The U.S. equity markets have started the final quarter of the year with a broad-based rally.
Stocks are being supported by a growing confidence that the economy can produce sufficient profit growth to overcome valuations that are seen to be high by many historical measures. And investors have agreed with that thus far as the S&P 500 Index (INDEXSP:.INX) is up nearly 14%.
Despite distortions to the weak September employment numbers, there are clear signs that the economy is gaining momentum. The concern is that a stronger economy will translate into higher interest rates. The yield on the benchmark 10-year Treasury note would likely need to rise toward 3.00% (currently 2.30%) to provide sufficient competition to impact the equity markets. In terms of short-term rates, the fed funds futures market now gives a 90% likelihood that the Federal Reserve will raise interest rates before year end.

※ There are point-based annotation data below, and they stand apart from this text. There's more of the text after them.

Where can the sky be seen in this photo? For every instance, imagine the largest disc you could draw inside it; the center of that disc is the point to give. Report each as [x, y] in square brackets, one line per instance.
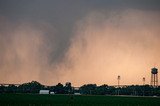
[79, 41]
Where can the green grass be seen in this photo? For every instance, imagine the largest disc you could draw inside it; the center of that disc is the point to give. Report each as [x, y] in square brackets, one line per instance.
[79, 100]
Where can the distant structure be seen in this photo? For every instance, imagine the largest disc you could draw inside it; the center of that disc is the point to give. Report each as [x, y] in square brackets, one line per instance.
[154, 77]
[144, 80]
[118, 78]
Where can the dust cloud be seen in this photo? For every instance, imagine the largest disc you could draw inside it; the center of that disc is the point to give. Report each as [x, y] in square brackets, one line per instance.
[104, 44]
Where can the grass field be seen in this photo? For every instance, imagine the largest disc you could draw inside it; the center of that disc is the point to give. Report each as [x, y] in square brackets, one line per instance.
[76, 100]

Fed Chief Janet Yellen has provided sufficient advance notice of a December rate increase and it should be assumed that fed funds rate of 1.5% is already built into current prices. Investors should focus on the strongest sectors that include the material, industrial and financials. The fact that defensive areas of the market continue to lose relative strength is seen as a bullish signal that the path of least resistance is to the upside.
Below we take a look at key technical indicators including trend analysis, stock market breadth, and seasonals point to the likelihood for higher prices in the fourth quarter.

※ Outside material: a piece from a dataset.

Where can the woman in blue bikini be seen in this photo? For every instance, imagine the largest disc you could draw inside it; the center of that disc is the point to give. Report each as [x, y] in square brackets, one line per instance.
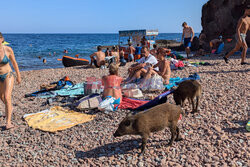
[7, 78]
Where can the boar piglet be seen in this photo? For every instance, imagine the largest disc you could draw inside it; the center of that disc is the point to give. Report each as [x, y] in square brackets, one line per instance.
[151, 120]
[188, 89]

Trend indicators are bullish with most equity indices hitting new highs. This is also true globally as more than 80% of world stock markets are at new highs. This is important because bull markets are almost always global in nature. This is very different than the 2015 experience when foreign markets were in downtrends while the U.S markets were at new highs, which eventually led to a correction in our equity markets. Historically, the stock market becomes vulnerable when divergences are present as some indices are falling while others are rising. In the present example nearly all global indices are in uptrends.

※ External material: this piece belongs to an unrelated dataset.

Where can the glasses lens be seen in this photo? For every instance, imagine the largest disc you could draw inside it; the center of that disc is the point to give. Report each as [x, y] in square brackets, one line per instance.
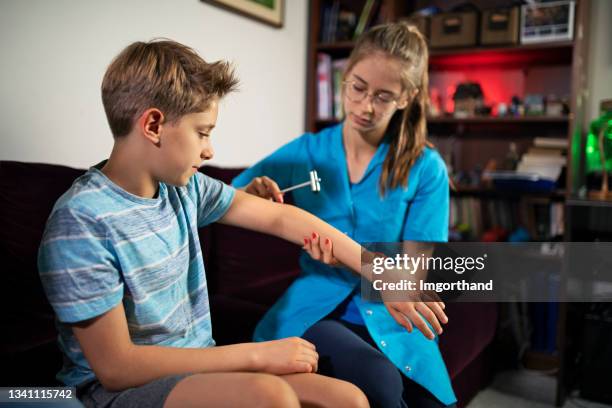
[355, 92]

Breadth improved significantly with 75% of S&P 500 issues trading above their 50-day moving average, up from 68% the previous week. The percentage of S&P 500 stocks trading above their 200-day moving average was unchanged last week at 74%. The NYSE advance/decline line hit a new record high last week and the NDR Global Composite A/D is also at new highs. Additionally, the percentage of industry groups within the S&P 500 in defined uptrends jumped to 73% last week from 68%. A rise in the percentage of groups in uptrends above 75% would be a bullish intermediate-term signal indicating most sectors and groups are in gear with the primary trend.
Seasonally, the stock market is entering the strongest three months of the year. The fact that stocks traded higher in September, the weakest month of the year, is an indication of good underlying strength.
Sentiment indicators have moved into the excessive optimism zone offering the potential for a short-term pullback before stocks move into the year-end rally phase that is expected to carry the averages to new highs. Investors Intelligence (II) reports a jump in bulls to 57.5% from 47.1% two weeks ago. Historically, readings above 60% argue for defensive measures. The bearish camp fell to 17.1%, remaining in the confines of this year’s range of 16.5% to 18.3%. A new low in the percentage of bears would also be a signal of a potential correction. The National Association of Active Investment Managers shows an unusually high allocation to stocks above 90% indicating unusual optimism. The CBOE reports a continued reduced demand for put options. The CBOE 10-day put/call ratio closed at Friday at 86%. A drop to 83% would trigger a short-term sell signal.
Any opinions expressed herein are solely those of the author, and do not in any way represent the views or opinions of any other person or entity.